PORTES: This production is about exile, but exile is as much from a country as it is from one’s own self, exile from one’s own identity, one’s own love. Every character in this play is, I think, in some way exiled from themselves. The exile is forever trying to find home again, but home is elusive, uncertain, or, at worst, dangerous. It’s interesting, unlike As You Like It, where there’s a big reveal for Rosalind in her women’s clothing, in Twelfth Night, there is no reveal. There’s just this line questioning if the captain will show up with Viola’s “women’s weeds”? But the captain never shows up and the women’s weeds are never donned. My feeling is that Orsino falls in love with an androgynous woman. And I just love that sense of people being surprised by who they fall in love with, beyond who they’ve told they should fall in love with. Love is individual. And I think that’s directly in line with what Shakespeare is doing. It’s his most gender-expansive play.
Dawn Monique Williams, writing about the blues music that inspired her production, also emphasizes the indeterminacy of gender in Twelfth Night and the way it leads Viola-Cesario to the play’s resolution.

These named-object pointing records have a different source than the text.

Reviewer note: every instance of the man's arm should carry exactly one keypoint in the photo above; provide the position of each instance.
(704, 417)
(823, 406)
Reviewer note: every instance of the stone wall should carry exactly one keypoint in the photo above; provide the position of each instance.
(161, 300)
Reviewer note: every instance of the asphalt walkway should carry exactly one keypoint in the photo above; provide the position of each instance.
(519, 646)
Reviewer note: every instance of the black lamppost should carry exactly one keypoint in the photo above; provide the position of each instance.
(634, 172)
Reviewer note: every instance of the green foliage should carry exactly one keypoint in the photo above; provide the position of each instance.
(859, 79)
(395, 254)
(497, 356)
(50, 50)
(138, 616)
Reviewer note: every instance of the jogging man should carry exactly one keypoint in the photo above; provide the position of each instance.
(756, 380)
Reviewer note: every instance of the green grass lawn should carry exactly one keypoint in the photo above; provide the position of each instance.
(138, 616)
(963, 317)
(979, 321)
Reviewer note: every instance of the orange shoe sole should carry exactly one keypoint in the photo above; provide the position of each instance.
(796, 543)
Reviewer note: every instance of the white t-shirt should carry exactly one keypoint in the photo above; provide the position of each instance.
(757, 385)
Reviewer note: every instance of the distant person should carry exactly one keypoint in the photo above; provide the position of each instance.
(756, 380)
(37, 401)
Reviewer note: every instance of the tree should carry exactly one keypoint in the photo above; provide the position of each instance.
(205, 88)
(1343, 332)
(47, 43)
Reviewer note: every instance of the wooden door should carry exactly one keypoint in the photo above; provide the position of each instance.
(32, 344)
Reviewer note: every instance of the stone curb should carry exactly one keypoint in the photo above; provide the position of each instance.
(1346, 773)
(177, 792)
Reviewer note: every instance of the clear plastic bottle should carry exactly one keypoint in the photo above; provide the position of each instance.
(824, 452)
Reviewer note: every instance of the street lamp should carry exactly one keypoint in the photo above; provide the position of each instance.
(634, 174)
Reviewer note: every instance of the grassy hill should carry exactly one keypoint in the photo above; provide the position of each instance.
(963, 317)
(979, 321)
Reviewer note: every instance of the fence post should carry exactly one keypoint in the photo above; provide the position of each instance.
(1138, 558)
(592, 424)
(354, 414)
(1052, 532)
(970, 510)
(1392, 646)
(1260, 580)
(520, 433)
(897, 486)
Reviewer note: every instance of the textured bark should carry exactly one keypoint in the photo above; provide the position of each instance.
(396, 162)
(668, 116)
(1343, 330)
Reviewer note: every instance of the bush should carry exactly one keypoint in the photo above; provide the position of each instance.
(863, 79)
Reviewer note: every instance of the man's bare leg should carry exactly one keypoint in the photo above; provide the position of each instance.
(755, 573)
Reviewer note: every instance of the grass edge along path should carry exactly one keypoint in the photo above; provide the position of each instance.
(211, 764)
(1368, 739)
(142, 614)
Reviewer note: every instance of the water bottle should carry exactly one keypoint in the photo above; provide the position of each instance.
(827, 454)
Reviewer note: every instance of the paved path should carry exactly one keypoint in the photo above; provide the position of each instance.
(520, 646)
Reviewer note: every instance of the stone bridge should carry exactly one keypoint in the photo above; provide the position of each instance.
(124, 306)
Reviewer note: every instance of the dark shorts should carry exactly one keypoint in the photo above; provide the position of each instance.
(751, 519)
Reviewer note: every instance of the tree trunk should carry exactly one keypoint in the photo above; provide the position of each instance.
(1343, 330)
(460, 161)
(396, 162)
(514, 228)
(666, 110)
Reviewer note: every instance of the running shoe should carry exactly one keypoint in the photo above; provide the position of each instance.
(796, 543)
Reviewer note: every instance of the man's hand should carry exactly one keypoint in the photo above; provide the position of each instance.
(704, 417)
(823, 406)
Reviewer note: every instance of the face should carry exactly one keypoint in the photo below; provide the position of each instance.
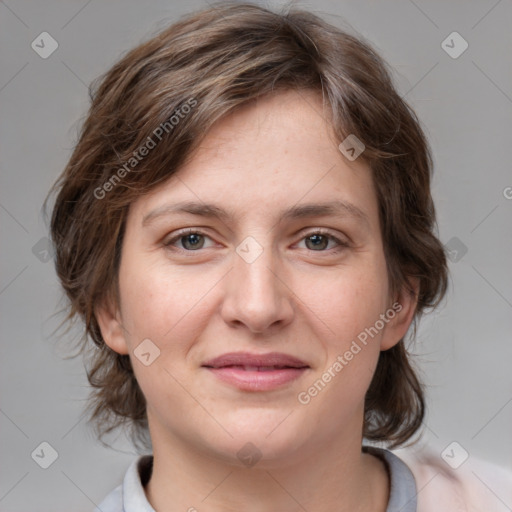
(266, 242)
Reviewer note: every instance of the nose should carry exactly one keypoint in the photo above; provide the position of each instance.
(257, 295)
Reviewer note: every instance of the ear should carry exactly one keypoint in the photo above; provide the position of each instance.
(404, 308)
(112, 330)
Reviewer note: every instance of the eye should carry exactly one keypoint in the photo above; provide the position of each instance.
(319, 241)
(191, 240)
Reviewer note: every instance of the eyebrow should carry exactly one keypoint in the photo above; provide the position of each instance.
(337, 208)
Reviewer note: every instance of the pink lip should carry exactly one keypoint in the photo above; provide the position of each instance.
(251, 372)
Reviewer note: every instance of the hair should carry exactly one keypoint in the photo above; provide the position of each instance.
(217, 60)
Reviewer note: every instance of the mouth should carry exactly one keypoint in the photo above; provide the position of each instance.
(256, 372)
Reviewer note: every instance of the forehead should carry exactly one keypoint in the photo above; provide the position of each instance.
(266, 157)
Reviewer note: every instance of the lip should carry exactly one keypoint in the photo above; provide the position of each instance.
(252, 372)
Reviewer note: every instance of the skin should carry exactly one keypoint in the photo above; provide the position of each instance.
(294, 298)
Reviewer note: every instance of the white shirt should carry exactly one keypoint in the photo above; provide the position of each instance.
(424, 484)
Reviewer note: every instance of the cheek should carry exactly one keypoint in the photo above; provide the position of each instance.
(167, 307)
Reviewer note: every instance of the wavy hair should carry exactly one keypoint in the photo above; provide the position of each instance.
(223, 57)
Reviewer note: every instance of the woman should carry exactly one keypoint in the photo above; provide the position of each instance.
(247, 230)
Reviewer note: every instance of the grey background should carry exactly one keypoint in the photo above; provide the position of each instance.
(465, 104)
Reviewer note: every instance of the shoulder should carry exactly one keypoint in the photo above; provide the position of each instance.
(464, 483)
(113, 502)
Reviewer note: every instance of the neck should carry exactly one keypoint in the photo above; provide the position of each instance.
(326, 477)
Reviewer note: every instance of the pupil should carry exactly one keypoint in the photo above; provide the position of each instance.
(318, 241)
(193, 240)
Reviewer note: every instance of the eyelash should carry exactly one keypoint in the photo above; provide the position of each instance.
(341, 243)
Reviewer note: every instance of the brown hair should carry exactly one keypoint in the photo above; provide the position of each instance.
(216, 60)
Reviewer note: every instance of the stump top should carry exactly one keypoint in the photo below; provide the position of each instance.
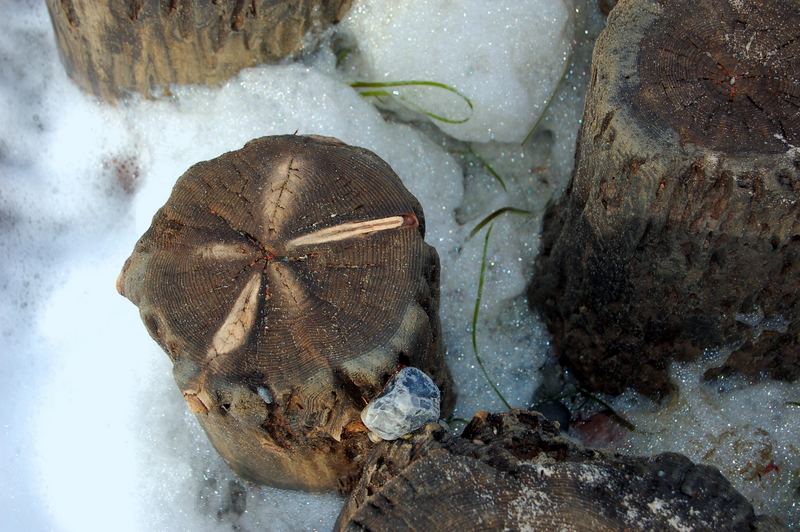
(725, 75)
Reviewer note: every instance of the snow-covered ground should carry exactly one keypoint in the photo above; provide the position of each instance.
(93, 429)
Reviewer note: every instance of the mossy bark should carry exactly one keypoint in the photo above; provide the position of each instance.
(683, 215)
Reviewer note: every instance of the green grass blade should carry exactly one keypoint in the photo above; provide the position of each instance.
(475, 314)
(567, 64)
(495, 214)
(416, 107)
(611, 412)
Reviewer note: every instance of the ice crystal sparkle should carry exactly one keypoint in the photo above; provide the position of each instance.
(409, 400)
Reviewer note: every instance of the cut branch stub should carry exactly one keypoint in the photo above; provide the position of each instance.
(684, 209)
(288, 281)
(514, 471)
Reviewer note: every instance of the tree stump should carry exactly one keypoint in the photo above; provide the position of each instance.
(112, 47)
(683, 215)
(288, 281)
(513, 471)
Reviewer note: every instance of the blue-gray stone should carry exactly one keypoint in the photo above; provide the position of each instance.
(408, 401)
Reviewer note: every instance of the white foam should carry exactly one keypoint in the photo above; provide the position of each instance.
(94, 430)
(506, 56)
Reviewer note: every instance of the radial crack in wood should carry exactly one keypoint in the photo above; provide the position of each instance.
(684, 208)
(347, 230)
(279, 340)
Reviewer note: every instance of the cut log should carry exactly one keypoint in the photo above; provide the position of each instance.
(514, 471)
(288, 281)
(113, 47)
(683, 215)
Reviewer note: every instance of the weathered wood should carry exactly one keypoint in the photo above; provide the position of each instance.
(683, 214)
(288, 281)
(514, 471)
(112, 47)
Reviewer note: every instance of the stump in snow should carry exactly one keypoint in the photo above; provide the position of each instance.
(288, 281)
(514, 471)
(112, 47)
(683, 215)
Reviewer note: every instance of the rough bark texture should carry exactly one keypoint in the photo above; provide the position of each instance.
(112, 47)
(683, 215)
(288, 281)
(513, 471)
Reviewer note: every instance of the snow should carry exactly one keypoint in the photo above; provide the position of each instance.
(94, 430)
(506, 56)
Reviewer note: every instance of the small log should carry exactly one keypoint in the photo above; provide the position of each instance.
(112, 47)
(683, 215)
(288, 281)
(513, 471)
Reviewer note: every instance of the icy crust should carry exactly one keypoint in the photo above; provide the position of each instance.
(506, 56)
(514, 471)
(750, 431)
(409, 400)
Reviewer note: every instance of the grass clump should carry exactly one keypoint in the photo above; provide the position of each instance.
(378, 89)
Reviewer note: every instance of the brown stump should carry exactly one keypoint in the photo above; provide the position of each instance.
(684, 209)
(514, 471)
(288, 281)
(112, 47)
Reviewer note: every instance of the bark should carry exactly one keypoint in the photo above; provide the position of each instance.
(683, 216)
(288, 281)
(113, 47)
(514, 471)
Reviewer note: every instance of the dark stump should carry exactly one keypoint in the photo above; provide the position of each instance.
(682, 220)
(514, 471)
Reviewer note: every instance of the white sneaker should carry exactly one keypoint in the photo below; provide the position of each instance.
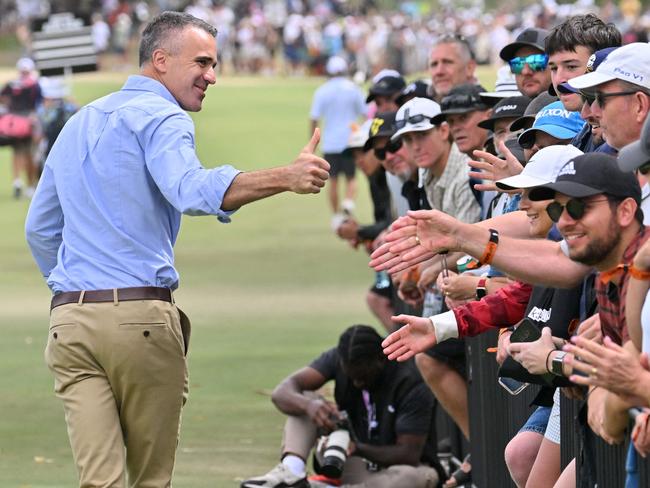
(348, 206)
(337, 220)
(278, 477)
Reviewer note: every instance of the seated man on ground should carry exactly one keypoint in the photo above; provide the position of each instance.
(389, 417)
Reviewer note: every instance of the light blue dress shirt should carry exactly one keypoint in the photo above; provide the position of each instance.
(107, 210)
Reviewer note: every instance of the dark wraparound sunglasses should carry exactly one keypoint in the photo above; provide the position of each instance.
(575, 207)
(536, 62)
(391, 147)
(413, 119)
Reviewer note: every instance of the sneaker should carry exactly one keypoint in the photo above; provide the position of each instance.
(278, 477)
(322, 481)
(337, 220)
(348, 206)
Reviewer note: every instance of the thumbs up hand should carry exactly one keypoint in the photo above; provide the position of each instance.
(308, 173)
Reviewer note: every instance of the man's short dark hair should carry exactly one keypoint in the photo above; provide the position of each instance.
(159, 29)
(359, 343)
(582, 30)
(464, 47)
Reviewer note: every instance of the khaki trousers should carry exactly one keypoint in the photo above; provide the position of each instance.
(121, 372)
(300, 435)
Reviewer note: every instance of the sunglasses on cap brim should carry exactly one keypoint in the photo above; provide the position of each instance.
(391, 147)
(536, 62)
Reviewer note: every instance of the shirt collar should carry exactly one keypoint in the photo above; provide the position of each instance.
(145, 83)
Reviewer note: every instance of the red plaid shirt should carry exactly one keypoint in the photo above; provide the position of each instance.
(611, 295)
(503, 308)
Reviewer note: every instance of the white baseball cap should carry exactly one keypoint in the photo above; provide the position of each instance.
(542, 168)
(629, 63)
(336, 65)
(53, 87)
(359, 135)
(415, 116)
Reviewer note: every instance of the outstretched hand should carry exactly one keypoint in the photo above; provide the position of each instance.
(309, 172)
(493, 168)
(415, 238)
(417, 335)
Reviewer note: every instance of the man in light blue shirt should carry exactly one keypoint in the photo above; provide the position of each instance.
(338, 103)
(102, 226)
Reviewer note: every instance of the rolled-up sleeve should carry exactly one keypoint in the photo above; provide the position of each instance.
(178, 173)
(44, 223)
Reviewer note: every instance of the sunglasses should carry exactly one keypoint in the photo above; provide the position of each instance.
(413, 119)
(451, 102)
(536, 62)
(575, 207)
(600, 97)
(391, 147)
(587, 98)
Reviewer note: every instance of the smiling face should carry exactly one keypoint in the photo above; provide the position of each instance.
(538, 220)
(467, 135)
(448, 68)
(186, 68)
(565, 65)
(594, 237)
(617, 115)
(395, 163)
(531, 83)
(426, 148)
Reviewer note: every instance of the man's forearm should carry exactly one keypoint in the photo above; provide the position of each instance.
(255, 185)
(537, 261)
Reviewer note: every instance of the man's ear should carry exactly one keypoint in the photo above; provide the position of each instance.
(159, 60)
(626, 211)
(643, 109)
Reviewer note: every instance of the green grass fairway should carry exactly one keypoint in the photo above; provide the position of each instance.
(266, 294)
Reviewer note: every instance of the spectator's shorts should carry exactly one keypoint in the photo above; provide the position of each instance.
(451, 352)
(537, 421)
(341, 163)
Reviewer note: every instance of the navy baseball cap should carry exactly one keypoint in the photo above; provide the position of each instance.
(383, 125)
(531, 37)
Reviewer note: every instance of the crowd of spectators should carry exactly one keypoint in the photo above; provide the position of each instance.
(521, 209)
(298, 36)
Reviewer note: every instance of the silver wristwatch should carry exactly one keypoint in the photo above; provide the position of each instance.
(556, 364)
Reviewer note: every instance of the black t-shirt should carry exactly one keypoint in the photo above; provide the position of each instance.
(559, 309)
(400, 402)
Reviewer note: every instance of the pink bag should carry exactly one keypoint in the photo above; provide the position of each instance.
(14, 127)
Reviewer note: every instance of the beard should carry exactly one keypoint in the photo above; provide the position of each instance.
(598, 249)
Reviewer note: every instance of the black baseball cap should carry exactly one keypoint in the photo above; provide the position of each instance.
(532, 37)
(390, 84)
(538, 103)
(511, 107)
(591, 174)
(383, 125)
(637, 153)
(460, 100)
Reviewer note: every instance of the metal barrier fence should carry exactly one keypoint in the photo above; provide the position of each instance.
(496, 416)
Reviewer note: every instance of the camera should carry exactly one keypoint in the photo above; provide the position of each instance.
(336, 448)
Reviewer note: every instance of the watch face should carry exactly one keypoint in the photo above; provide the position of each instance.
(556, 365)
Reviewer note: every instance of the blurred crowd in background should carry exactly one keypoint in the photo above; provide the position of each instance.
(298, 36)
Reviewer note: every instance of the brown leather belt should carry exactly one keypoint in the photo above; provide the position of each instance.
(114, 295)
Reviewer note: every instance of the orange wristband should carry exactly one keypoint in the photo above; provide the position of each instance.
(490, 248)
(639, 274)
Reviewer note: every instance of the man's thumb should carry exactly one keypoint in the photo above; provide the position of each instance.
(313, 142)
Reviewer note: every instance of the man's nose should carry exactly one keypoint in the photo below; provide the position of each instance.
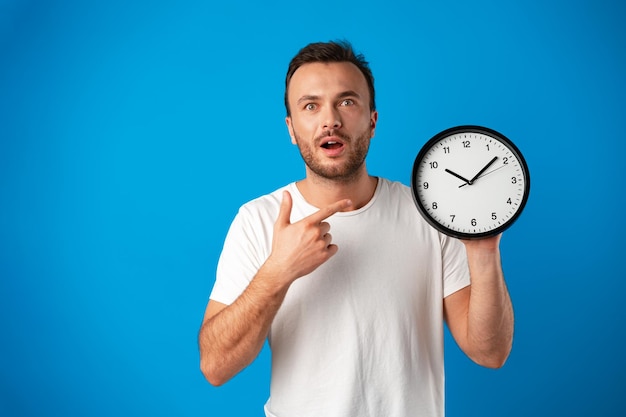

Yet the blues release us, too; we can give in to the ecstasy of exorcism and be made whole. It is how Viola-Cesario cracks open this world of self-deceivers; before order is restored, we must follow these characters on their journeys of misdirected yearning and be reminded that “nothing that is so, is so.”
Gender and identity are grossly malleable; I am intrigued by how the play raises these questions. With a gender-fluid protagonist whose self-effacement disrupts the status quo, how do we understand romantic love?
The Oregon Shakespeare Festival’s production of Twelfth Night, directed by Dawn Monique Williams, is onstage through October 15.
What’s your favorite moment in Twelfth Night? What do you always watch for when you see a new production? No matter what you’re looking for, we hope you make it to a theater near you this summer to catch a production of Twelfth Night.